Texto em que o autor apresenta e defende suas ideias e opiniões, a partir da interpretação de fatos e dados.

É quase tudo verdade no país do 171; será?

Filme "171", de Rodrigo Siqueira, estreia no festival É Tudo Verdade neste mês - Divulgação
Filme '171', de Rodrigo Siqueira, estreia no festival É Tudo Verdade neste mês Imagem: Divulgação

Colunista do UOL

13/04/2023 04h00

Gosto de ler epígrafes, inscrições que alguns autores adotam no início de seus livros, normalmente emprestadas de outra obra, como citação. Por vezes, demoro-me longamente nelas. Quando bem escolhidas, epígrafes nunca são prosaicas ou inofensivas. De alguma forma, fustigam o leitor e a leitora, ou os recepcionam, como atenciosas anfitriãs, preparando-os para o relato que vem pela frente.

Algumas epígrafes suscitam, por si só, boas histórias. Uma delas está no livro "Inferno", de Dan Brown: "Os lugares mais quentes do inferno são reservados àqueles que se mantiveram neutros em tempos de crise moral".

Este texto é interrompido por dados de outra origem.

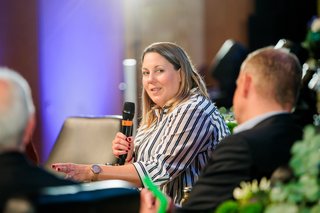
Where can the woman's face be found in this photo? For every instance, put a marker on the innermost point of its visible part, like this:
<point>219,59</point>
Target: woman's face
<point>160,80</point>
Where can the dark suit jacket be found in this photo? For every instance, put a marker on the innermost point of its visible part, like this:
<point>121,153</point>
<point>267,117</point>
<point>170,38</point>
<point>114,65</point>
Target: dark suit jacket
<point>248,155</point>
<point>19,176</point>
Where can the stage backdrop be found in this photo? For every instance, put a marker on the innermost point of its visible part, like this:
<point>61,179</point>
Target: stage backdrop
<point>80,61</point>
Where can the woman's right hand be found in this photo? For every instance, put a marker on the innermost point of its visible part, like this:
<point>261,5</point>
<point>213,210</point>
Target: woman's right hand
<point>122,145</point>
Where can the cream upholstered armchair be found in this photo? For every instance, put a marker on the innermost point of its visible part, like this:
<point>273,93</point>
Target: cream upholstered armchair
<point>86,140</point>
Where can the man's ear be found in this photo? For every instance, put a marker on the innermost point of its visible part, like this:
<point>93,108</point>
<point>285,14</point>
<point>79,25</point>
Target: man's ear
<point>28,132</point>
<point>247,84</point>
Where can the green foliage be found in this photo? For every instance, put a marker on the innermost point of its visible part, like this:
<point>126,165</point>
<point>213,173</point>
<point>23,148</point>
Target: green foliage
<point>301,194</point>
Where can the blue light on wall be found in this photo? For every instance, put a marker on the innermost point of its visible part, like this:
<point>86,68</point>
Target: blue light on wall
<point>81,52</point>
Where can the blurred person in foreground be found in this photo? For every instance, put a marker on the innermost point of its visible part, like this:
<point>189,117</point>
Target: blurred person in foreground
<point>180,127</point>
<point>19,176</point>
<point>266,93</point>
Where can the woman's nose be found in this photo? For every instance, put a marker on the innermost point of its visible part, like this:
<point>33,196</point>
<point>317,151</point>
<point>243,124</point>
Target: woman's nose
<point>150,77</point>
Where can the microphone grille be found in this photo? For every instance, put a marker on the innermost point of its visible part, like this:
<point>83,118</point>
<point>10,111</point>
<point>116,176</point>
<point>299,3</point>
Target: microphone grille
<point>128,111</point>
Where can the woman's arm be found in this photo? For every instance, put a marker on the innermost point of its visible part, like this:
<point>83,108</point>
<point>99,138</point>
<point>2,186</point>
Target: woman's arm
<point>83,172</point>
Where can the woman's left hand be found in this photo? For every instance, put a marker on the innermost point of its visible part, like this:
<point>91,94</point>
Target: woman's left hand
<point>76,172</point>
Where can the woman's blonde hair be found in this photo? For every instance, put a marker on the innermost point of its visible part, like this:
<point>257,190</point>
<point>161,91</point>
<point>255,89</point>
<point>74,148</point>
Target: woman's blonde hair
<point>190,78</point>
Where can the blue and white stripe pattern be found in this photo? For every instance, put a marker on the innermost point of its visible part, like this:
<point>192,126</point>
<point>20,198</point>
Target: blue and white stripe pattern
<point>174,150</point>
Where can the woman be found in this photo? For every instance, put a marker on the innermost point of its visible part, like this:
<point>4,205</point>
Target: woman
<point>179,129</point>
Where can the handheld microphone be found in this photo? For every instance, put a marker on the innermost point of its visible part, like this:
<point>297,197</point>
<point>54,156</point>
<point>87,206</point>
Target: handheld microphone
<point>126,125</point>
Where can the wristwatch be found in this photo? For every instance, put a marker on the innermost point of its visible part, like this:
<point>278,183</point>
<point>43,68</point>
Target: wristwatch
<point>96,170</point>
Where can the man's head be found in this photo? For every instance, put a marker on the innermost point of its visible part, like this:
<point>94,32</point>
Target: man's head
<point>269,80</point>
<point>16,110</point>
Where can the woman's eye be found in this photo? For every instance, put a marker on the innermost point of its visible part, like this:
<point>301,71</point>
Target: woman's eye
<point>145,73</point>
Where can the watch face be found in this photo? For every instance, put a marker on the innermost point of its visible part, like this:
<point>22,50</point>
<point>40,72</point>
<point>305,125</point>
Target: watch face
<point>96,169</point>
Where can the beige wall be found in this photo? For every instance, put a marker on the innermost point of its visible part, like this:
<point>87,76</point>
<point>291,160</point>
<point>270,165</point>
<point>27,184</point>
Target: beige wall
<point>177,21</point>
<point>199,26</point>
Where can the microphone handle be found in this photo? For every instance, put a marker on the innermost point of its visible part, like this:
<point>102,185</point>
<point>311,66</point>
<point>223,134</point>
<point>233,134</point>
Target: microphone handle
<point>126,130</point>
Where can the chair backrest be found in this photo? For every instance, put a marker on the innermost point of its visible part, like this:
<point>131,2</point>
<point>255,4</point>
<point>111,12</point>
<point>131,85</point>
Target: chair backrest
<point>86,140</point>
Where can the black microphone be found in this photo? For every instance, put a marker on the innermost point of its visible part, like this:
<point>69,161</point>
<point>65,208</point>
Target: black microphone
<point>126,125</point>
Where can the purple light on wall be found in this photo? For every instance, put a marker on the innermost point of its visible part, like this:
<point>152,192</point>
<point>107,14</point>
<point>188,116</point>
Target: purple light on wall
<point>81,52</point>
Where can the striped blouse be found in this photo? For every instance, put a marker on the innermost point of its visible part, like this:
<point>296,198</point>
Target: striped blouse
<point>174,150</point>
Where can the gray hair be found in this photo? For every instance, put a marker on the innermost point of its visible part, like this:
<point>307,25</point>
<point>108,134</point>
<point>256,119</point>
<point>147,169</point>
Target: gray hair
<point>16,106</point>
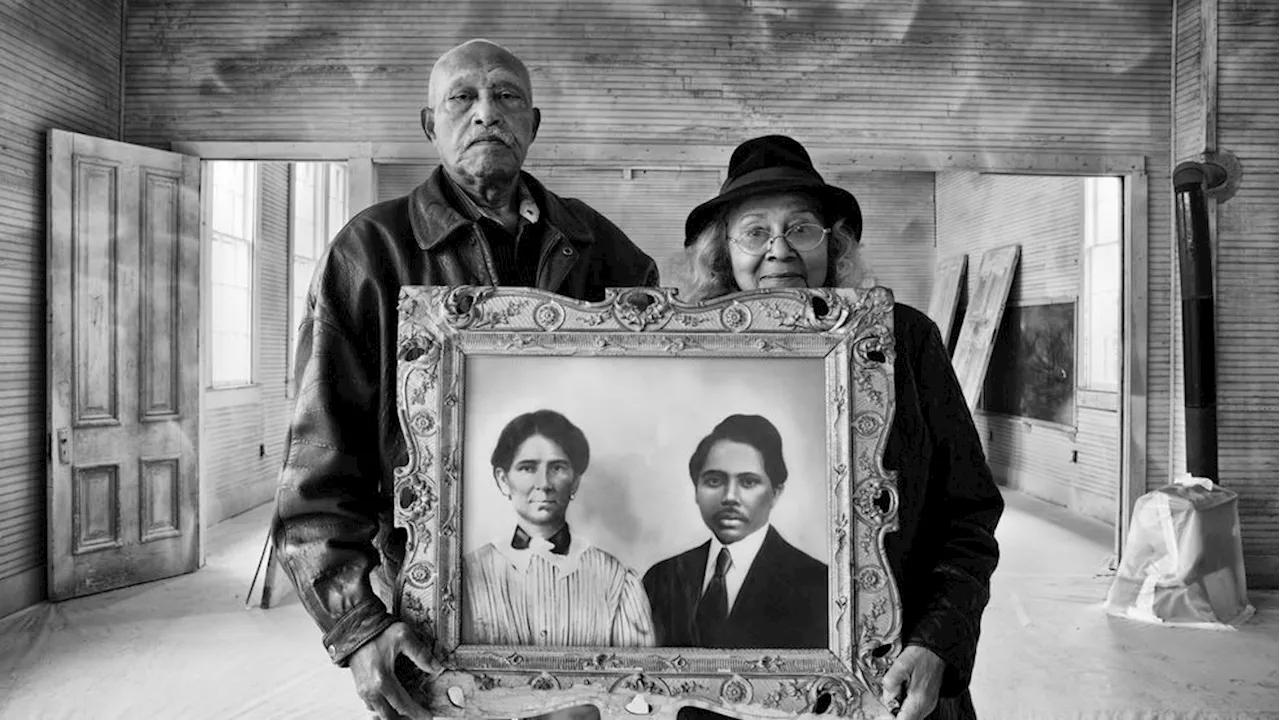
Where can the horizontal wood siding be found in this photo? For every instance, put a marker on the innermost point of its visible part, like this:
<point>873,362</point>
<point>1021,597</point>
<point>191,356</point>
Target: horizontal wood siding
<point>1188,96</point>
<point>1045,215</point>
<point>897,229</point>
<point>1041,78</point>
<point>1248,277</point>
<point>59,68</point>
<point>1079,466</point>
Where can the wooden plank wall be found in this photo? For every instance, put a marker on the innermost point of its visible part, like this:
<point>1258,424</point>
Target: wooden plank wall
<point>899,232</point>
<point>243,441</point>
<point>1038,78</point>
<point>1079,466</point>
<point>1248,277</point>
<point>59,68</point>
<point>650,206</point>
<point>1225,98</point>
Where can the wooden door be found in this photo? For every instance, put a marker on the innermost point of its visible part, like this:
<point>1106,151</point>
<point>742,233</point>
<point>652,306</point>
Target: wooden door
<point>123,364</point>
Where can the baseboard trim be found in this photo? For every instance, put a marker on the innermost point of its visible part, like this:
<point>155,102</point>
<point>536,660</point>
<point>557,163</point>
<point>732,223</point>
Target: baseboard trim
<point>22,591</point>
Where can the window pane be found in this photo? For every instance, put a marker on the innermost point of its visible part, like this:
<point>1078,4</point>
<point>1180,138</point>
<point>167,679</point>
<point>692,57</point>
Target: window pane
<point>304,209</point>
<point>232,270</point>
<point>1105,269</point>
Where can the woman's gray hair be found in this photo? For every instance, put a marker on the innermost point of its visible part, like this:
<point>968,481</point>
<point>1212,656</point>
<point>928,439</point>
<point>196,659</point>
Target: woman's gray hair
<point>708,272</point>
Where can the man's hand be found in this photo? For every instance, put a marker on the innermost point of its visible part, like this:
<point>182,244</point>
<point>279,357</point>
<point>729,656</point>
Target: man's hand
<point>374,670</point>
<point>919,670</point>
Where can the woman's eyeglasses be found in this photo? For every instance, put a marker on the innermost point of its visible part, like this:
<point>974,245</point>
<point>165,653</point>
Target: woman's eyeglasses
<point>801,237</point>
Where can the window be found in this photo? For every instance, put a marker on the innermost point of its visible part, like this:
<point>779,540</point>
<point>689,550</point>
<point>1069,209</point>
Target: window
<point>1101,302</point>
<point>319,210</point>
<point>233,223</point>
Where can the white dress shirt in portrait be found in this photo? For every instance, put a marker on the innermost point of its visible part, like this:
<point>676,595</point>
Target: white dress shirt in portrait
<point>741,555</point>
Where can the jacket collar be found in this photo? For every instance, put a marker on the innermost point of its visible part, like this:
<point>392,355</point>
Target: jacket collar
<point>434,219</point>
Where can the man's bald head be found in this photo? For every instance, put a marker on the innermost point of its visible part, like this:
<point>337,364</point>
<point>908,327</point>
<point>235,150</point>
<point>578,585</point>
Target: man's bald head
<point>480,115</point>
<point>475,54</point>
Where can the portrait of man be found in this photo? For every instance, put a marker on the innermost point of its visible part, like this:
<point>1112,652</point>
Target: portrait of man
<point>745,586</point>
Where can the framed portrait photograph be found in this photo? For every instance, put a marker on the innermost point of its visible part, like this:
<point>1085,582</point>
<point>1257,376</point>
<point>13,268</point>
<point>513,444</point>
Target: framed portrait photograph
<point>641,504</point>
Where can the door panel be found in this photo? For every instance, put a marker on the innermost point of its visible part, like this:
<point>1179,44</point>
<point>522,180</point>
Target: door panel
<point>123,364</point>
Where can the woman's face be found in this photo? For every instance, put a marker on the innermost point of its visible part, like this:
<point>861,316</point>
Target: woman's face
<point>540,482</point>
<point>781,264</point>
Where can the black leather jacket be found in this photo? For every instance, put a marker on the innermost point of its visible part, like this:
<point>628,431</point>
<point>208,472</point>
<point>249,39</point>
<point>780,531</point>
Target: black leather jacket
<point>344,441</point>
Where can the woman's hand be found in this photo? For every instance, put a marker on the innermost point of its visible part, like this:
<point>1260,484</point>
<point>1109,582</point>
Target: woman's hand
<point>918,674</point>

O autor não revela a autoria da frase. Muitos afirmam que se trata de uma citação de Dante Alighieri, um copy & paste de "A Divina Comédia", embora estudiosos do autor italiano jurem de pés juntos que essa frase não consta da trilogia. Segundo o pensador estadunidense São Google, a frase teria sido dita pelo ex-presidente John F. Kennedy, que a atribuiu a Dante. Será verdade?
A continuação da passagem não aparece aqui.